For anyone with memories of buying a $2 disposable camera and excitedly waiting a few days to pick up your printed film from the store, you can have that same experience again, but digitally. Gudak Cam is an app that replicates the experience of film photography almost perfectly. Except, it’s entirely digital.

Gudak transforms your iPhone into a disposable camera, including the tiny viewfinder you can barely see through. Per each roll of digital film, you’re entitled to 24 frames, and you cannot preview any of the photos. Spend each click wisely. You can even jazz up the interface with a themed skin, although it doesn’t affect the photos in any way.

Once you’ve completed the roll, tap a button to metaphorically send your film to be “developed”. For the full experience, you still have to wait three days for your photos to be returned and an hour to be able to start a new roll. There are no printing fees here, as your photos will download directly to your camera roll in their own Gudak folder. This is the first time you’ll see your photos.

As per the rules of disposable cameras, you may get light leaks in unavoidable places, some grain to your images taken in low light, or even the occasional finger in front of the lens. Gudak brings excitement and the unknown back to photography by forcing you to be patient and limiting how many photos you take.

Check out these other vintage iPhone film camera apps as well.

Download: Gudak Cam for iOS | Android ($0.99)

5. Lomography

Lomography is an Austrian experimental photography company. Not only does it produce fun and artistic film-style cameras, but it also produces a myriad of film types for you to experiment with.

Lomography cameras may look like toys, but they’re real, working film cameras. Many of their cameras don’t offer customization—you often can’t change the lenses, might not have options to add a flash, or are stuck with one size of film. But this is part of the effect.

Some of the Lomography cameras include the Fisheye 35mm, medium format Diana, Diana Mini 35mm, and even a panoramic camera. Combining your funky camera with different film types adds to the creative results of Lomography.
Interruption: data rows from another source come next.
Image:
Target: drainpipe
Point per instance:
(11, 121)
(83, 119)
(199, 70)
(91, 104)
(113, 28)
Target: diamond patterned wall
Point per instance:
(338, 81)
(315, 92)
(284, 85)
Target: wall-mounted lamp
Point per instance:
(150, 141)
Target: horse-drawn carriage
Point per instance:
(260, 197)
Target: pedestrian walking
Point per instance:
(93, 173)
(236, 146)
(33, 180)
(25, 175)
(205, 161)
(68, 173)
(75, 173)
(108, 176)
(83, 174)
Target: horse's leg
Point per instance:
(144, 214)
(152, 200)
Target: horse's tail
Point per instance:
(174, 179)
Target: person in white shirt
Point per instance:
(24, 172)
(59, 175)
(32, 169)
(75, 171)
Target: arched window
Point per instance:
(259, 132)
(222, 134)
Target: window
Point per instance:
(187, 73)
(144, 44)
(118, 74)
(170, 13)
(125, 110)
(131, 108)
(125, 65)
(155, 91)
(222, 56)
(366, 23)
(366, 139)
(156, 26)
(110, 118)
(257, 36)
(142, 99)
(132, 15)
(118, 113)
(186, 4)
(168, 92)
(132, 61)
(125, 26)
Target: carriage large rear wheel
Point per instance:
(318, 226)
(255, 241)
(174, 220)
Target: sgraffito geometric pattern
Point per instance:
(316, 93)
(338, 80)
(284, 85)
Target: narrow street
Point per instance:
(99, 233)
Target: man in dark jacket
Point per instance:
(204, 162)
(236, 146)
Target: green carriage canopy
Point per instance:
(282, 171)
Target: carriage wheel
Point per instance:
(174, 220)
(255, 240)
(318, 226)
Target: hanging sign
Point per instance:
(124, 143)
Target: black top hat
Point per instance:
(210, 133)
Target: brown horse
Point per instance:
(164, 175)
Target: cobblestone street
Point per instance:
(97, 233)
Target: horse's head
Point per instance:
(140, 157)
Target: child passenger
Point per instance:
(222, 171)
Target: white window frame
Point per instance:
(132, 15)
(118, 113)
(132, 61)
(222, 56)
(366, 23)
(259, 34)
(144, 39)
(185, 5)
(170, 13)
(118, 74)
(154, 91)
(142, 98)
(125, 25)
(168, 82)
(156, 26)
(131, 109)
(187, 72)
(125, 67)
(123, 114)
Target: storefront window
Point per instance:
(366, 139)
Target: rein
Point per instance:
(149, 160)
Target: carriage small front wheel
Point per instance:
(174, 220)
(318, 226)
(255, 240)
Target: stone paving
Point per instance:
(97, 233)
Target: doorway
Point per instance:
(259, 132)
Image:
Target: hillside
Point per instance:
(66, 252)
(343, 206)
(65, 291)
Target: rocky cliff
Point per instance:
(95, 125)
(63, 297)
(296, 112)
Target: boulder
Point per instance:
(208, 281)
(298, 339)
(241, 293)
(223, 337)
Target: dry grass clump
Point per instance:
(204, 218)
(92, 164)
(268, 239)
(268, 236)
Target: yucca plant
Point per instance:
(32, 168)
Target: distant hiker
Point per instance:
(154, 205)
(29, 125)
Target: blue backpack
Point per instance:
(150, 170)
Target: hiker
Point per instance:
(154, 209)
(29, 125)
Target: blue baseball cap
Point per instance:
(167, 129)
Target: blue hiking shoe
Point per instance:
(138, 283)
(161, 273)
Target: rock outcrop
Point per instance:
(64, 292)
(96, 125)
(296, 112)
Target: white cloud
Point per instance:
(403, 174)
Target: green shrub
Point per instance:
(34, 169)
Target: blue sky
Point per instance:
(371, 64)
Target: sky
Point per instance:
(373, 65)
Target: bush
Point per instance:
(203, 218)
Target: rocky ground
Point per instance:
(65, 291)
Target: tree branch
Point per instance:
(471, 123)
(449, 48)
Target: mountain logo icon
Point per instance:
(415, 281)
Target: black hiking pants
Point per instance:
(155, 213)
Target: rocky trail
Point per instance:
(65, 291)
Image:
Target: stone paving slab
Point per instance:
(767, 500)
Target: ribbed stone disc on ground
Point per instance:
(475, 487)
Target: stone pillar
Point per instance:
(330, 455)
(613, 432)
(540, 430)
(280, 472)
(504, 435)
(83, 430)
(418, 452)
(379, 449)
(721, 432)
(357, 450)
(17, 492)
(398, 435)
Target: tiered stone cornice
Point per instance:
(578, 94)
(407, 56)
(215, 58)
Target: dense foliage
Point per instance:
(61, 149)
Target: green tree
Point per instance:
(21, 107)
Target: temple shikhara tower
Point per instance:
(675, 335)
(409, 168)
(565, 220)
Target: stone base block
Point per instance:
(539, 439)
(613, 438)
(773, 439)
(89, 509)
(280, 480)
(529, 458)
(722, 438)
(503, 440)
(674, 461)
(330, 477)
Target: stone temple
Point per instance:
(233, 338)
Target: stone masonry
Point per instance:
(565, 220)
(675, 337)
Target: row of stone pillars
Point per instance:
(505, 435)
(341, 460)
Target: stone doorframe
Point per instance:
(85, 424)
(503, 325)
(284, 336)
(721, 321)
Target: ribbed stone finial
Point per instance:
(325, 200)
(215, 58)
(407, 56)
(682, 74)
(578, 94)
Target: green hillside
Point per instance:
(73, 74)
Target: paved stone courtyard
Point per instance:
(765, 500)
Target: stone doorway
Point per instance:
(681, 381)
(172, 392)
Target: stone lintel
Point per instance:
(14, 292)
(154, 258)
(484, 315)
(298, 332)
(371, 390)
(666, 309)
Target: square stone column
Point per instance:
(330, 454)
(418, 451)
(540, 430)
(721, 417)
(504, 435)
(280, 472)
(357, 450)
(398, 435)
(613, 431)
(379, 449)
You can use any standard 35mm film or 120mm medium format film. Lomography sells its own film types, such as black and white, negative, and infrared.
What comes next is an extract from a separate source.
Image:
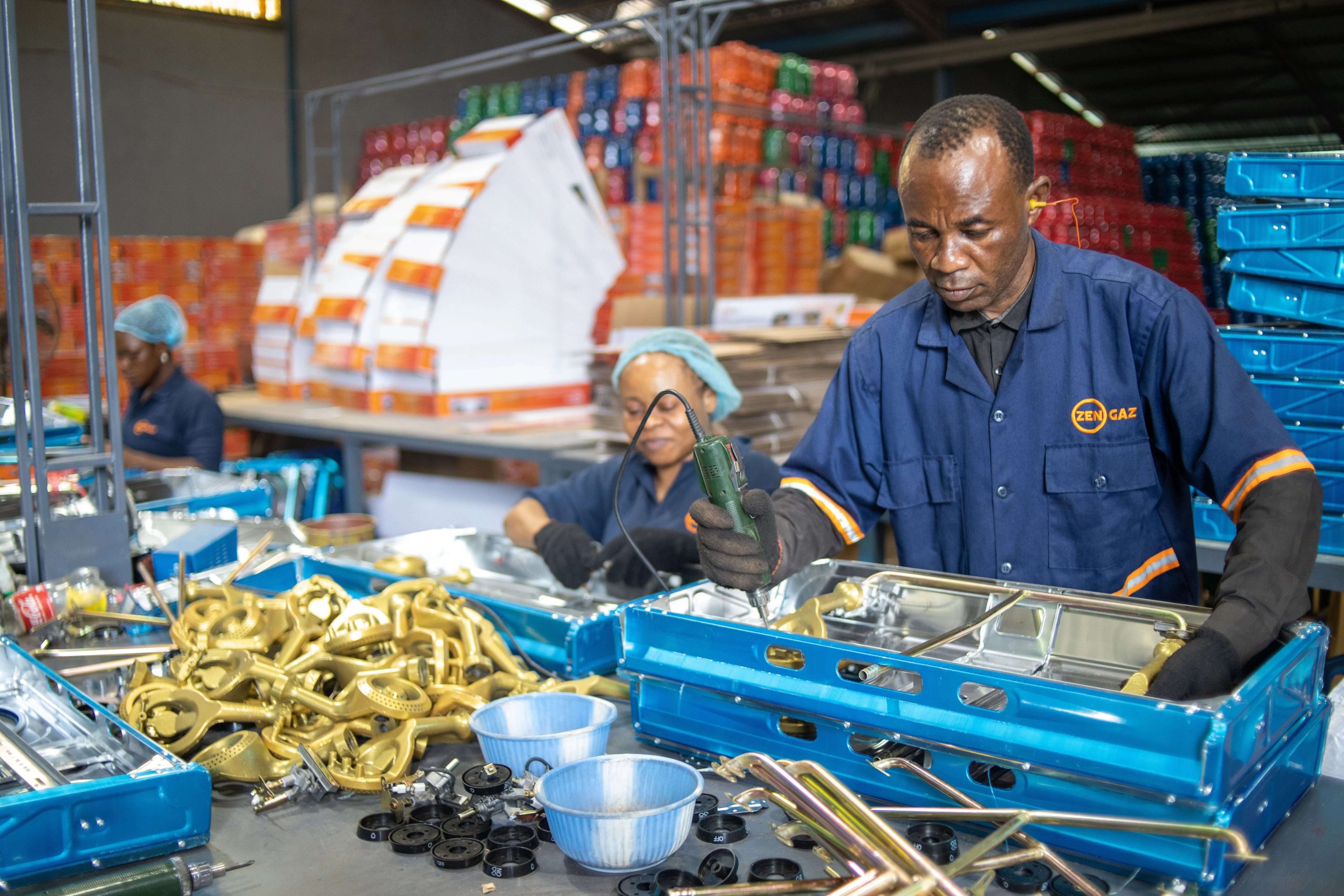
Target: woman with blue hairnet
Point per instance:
(171, 419)
(572, 524)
While Lomography is anything but traditional, it still requires traditional techniques to get your photos. You’ll need to send your film to a photo printing studio, or if you’re lucky enough to have access to a darkroom, you could develop the film yourself. The excitement of using these cameras really comes from the artistic and kitsch style it promotes.

6. Adobe Photoshop

If you’re feeling creative, Adobe Photoshop might be your best friend when it comes to bringing analog photography into the modern age. In Photoshop, you can create anything your dreams are made of. There are various techniques to take your images from digital to traditional film style.

Like experimenting with cameras, film types, and lenses, you can experiment similarly in Photoshop. Learn how to make your photos look vintage in Photoshop. You can create common film effects like photos being overexposed or underexposed, which can be by choice or accident—check out our guide for how to create an overexposed photo in Photoshop.

Bring Film Photography Back to the Modern World

Whether you’re going to get an Instax film camera, a Polaroid Lab to print your photos, experiment with thermal printing, or remain digital with an analog twist, there are many ways for you to inject the past into your present photography.

None of these options have to be expensive or time-consuming. Buy what you can afford, buy secondhand, or use free or cheap apps to achieve the Polaroid and film styles with your pictures.